Sponsors are vital to the success of a fisherman.

"If you don't have [$100,000] to carry yourself for the year ... entry fees, travel expenses ... if you finish below 10th place in a tournament, your check gets smaller and smaller. If you finish a tour event as a winner, you are going to get [$125,000]. But you have to win a few of those a year to really be making a living. It is a difficult thing," Flesher said.

Difficult, but not impossible, according to Flesher. Prodding him, I asked for the top three things a fisherman can do to "go pro" in the bass world.

"They need the ability to get on the water and spend time to learn the habits of these creatures. Where to go, where they hide, what they eat, what happens when weather changes, when the water changes ... that sort of thing," Flesher said.

OK, so the fisherman/woman needs to know how to catch fish. Check.

"They must be able to market themselves," he said. "If a person can't, then they can't pick up the right sponsors. The ability to gain endorsements is no different than a pro basketball player that endorses Nike shoes. ... They all have to be able to stand up and speak in front of the crowds."
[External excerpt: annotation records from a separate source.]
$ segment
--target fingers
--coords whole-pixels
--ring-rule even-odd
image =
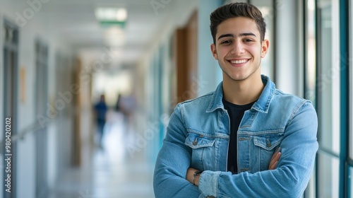
[[[272,156],[271,161],[270,161],[270,165],[268,165],[268,170],[274,170],[278,163],[278,161],[281,157],[282,153],[280,152],[281,148],[279,147],[276,152]]]

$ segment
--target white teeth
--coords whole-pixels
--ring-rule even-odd
[[[230,61],[231,63],[234,63],[234,64],[246,63],[247,62],[248,62],[247,59],[244,59],[244,60],[232,60],[232,61]]]

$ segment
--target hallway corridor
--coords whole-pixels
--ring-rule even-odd
[[[110,112],[102,146],[83,145],[82,166],[65,171],[49,198],[154,197],[152,163],[144,152],[128,154],[135,134],[125,127],[122,115]]]

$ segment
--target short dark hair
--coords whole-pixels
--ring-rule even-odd
[[[217,8],[210,15],[211,22],[210,28],[214,44],[216,43],[215,37],[218,25],[228,18],[238,16],[247,17],[255,20],[260,32],[261,40],[265,40],[266,23],[260,10],[250,4],[232,3]]]

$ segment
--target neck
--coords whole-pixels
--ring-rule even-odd
[[[223,96],[233,104],[246,105],[258,99],[263,90],[261,75],[252,75],[242,81],[223,78]]]

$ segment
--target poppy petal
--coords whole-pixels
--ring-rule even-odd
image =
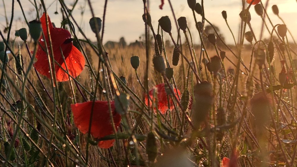
[[[93,102],[72,104],[75,126],[83,134],[89,131],[92,107]],[[114,103],[111,104],[115,125],[117,127],[121,122],[121,115],[115,111]],[[94,104],[91,134],[95,138],[100,138],[114,133],[113,127],[110,122],[110,113],[107,101],[97,101]],[[114,140],[101,141],[98,146],[102,148],[108,148],[113,145]]]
Going pro involves becoming a salesman for your sponsors. Got it.

"Third is a basic understanding of the biology of the fish," Flesher said.

Right, know thy quarry.

Wrapping it all up, Flesher added that the fisherman needs "a lot of money and a lot of sponsors."

Knowledge about bass and bass fishing does not just show up one day with the fishing community. In a large part, bass fishing is a cultural statement.

"Down South, there is a bass boat in every other garage. Where we live, it is not the same," Flesher lamented.